「分かりました。一弥たちのお守りと月代の監視、お受けします。まあ、何も起こらないのが一番いいんですけどね」
本当になに起こらなければいいのに、と思いつつ、祐一は秋子の提案を受け入れた。
「そうですね。私も誰であれ人を疑うようなことは好きではありませんから」
「ですが、後で何か起こって後悔するよりはマシですからね」
「そうですね」
二人して笑いあい、ことを平穏を願う。
しかし同時に、そこにはなにかあれば全力を持ってそれにあたるという決意もあった。
「では、これで失礼します。明日は祝日です、お体を休めてくださいね」
退室する秋子に頷きながら、祐一は心中で思う。
(これでなにかあったら俺の責任だな。気張らないといけないな……しかし、嫌な予感がするぜ)

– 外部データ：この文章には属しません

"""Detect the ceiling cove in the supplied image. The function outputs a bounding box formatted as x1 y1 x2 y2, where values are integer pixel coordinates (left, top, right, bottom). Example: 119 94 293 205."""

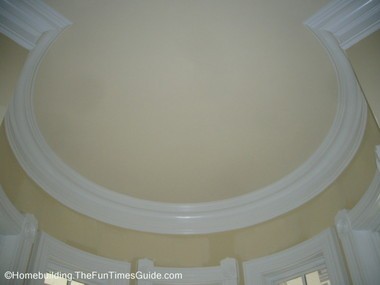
3 0 377 234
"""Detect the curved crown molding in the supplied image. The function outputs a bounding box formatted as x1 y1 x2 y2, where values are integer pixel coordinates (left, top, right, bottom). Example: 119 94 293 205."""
4 0 371 234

この祐一の嫌な予感は、結果としては的中することとなる。
だがそれは、祐一が今思い描いていることとは全く異なる形であることを、今の祐一には知る由もなかった。
永久の螺旋を断ち切る者
第11話
祐一の休日〜妖狐族の里〜
「ん……朝か」
その翌日、祐一は静かに目を覚ました。
前日のように悪夢に襲われることもなく爽やかな目覚めだ。
んっ、と伸びをして眠気を追い出す。
「今日は確か祝日だったな。なにをするかな」
着替えて階下へと降りる
隣の部屋の名雪は、やはり寝ているらしい。
まあ、昔からよく寝ていたのが、さらに強化されているのだから当たり前だろう。
「おはようございます。早いですね、もう少しゆっくりしていてもよかったんですよ」
降りてみると、既に秋子が朝食の用意をしていた。
やはり彼女は休みだろうと変わらないらしい。
もっとも、休日にだらしない秋子、というもはそもそも想像できないが。
「あんまし平日かと休みとか関係ない生活送ってましたから」
その通り。
そもそも平日祝日の区分など、学生や公職についている者にしかあまり関係ない。
例えば農業や商業に勤しむ者達には、祝日に休んでいる暇などありはしない。
そして祐一も、というよりも神威も、祝日だからといって修練を休むような性格はしていない。
年がら年中鍛錬あるのみ、である。
よって、祐一には平日祝日の区別などない。
今は一応教師という公職に付いたが、わざわざ区別しようとは思っていない。
「紅茶でよろしかったんですよね」
「はい」
「祐一さん、今日は何か予定はありますか?」
紅茶とパンを差し出しながら、秋子が問う。
「いえ、全く」
それに祐一は少しも迷うことなく答えた。
実際にやることなどないのだから仕方がない。
強いて言うなら手持ちの減った消耗品の調達だが、旅をしていたときとは違い急ぐ必要はあまりない。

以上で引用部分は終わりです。